Validators are small reusable building blocks of logic used inside checks. They represent ready‑made validation routines for specific domains (for example, files, directories, services, or network resources). Each validator can be configured with parameters (like expected mode, owner, or recursion) and then applied to a specific target. Validators return the same result format as a check — a status and evidence — so they can be freely combined.

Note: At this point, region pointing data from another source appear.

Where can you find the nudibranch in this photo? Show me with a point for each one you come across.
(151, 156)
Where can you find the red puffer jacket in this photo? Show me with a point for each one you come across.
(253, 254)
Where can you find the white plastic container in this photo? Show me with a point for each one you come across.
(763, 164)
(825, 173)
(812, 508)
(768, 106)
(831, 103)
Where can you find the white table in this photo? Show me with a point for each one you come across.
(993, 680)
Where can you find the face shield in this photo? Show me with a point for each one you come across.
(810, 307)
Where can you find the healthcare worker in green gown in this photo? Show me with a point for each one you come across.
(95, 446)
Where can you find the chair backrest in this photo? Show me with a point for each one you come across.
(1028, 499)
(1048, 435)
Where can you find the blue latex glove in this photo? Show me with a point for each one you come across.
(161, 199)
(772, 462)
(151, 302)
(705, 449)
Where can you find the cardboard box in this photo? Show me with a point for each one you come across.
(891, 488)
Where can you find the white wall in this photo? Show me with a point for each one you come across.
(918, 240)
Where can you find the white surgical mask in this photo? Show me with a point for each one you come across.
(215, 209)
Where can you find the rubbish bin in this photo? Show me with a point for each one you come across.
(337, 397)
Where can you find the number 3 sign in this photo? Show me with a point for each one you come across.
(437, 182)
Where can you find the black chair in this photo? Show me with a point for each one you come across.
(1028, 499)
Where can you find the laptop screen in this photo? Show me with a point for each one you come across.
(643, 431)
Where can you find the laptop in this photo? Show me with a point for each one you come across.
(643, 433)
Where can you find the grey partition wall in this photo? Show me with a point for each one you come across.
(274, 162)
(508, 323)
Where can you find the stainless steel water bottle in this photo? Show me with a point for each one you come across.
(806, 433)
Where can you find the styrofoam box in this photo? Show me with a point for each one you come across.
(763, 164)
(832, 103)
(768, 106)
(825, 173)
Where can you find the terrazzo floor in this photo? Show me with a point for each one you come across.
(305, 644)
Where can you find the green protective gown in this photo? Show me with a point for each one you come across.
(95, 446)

You can run several validators together over one target with `check_all()`, which executes them in order and aggregates their results, stopping early if one fails (or running all if configured). This lets you compose complex checks from small, prepared, domain‑specific pieces of logic without writing everything manually.

Details:
- A validator is `validator(target) -> (Status|str, str)` (status, evidence).
- Build validators as plain functions or callable classes that capture options in `__init__` and implement `__call__(target)`.
- `check_all(target, *validators, fail_fast=True)` runs validators in order.
  - `fail_fast=True`: stop at the first `FAIL` or `ERROR` and return that evidence.
  - `fail_fast=False`: run all, aggregate by severity (`ERROR > FAIL > WARN > PASS`), join messages with `"; "`; if all pass, evidence is `target=<repr> ok`.
- Robustness: unexpected exceptions in validators are converted to `ERROR` with evidence `validator=<name> error=<ExcType>: <message>`.

Example:

```python
from mr_kot import check, Status, check_all

class HasPrefix:
    def __init__(self, prefix: str) -> None:
        self.prefix = prefix

    def __call__(self, target: str):
        if target.startswith(self.prefix):
            return (Status.PASS, f"{target} has {self.prefix}")
        return (Status.FAIL, f"{target} missing {self.prefix}")

def non_empty(t: str):
    return (Status.PASS, "non-empty") if t else (Status.FAIL, "empty")

@check
def demo():
    status, evidence = check_all("abc123", non_empty, HasPrefix("abc"), fail_fast=True)
    return (status, evidence)
```


### Fixtures
Fixtures are reusable resources. They are registered with `@fixture`.
They can return a value directly, or yield a value and perform teardown afterward.
For now, fixtures are per-check: each check call receives a fresh instance.

Example:
```python
@fixture
def tmp_path():
    import tempfile, shutil
    path = tempfile.mkdtemp()
    try:
        yield path
    finally:
        shutil.rmtree(path)

@check
def can_write_tmp(tmp_path):
    import os
    test_file = os.path.join(tmp_path, "test")
    with open(test_file, "w") as f:
        f.write("ok")
    return (Status.PASS, f"wrote to {test_file}")
```

### Runner
The runner discovers all facts, fixtures, and checks, evaluates selectors, expands parametrization, resolves dependencies, executes checks, and collects results.

Output structure:
```json
{
  "overall": "PASS",
  "counts": {"PASS": 2, "FAIL": 1, "WARN": 0, "SKIP": 0, "ERROR": 0},
  "items": [
    {"id": "os_is_ubuntu", "status": "PASS", "evidence": "os=ubuntu"},
    {"id": "mount_present[/data]", "status": "PASS", "evidence": "/data present"},
    {"id": "mount_present[/logs]", "status": "FAIL", "evidence": "/logs missing"}
  ]
}
```
The `overall` field is computed by severity ordering: `ERROR > FAIL > WARN > PASS`.

---

### Plugins

Mr. Kot can discover and load external plugins that register facts, fixtures, and checks at import time.

- **Discovery sources**
  - Entry points: installed distributions that declare the entry-point group `mr_kot.plugins` are discovered and imported.
  - Explicit list: pass modules via the CLI `--plugins pkg1,pkg2` to import them first, in order.

- **Order and dedup**
  - CLI `--plugins` are imported first (left to right), then entry-point plugins sorted by their entry-point name.
  - If the same module appears in both, it is imported only once.

- **Uniqueness rule**
  - IDs (function names) must be unique across all loaded plugins and the current module; collisions abort the run.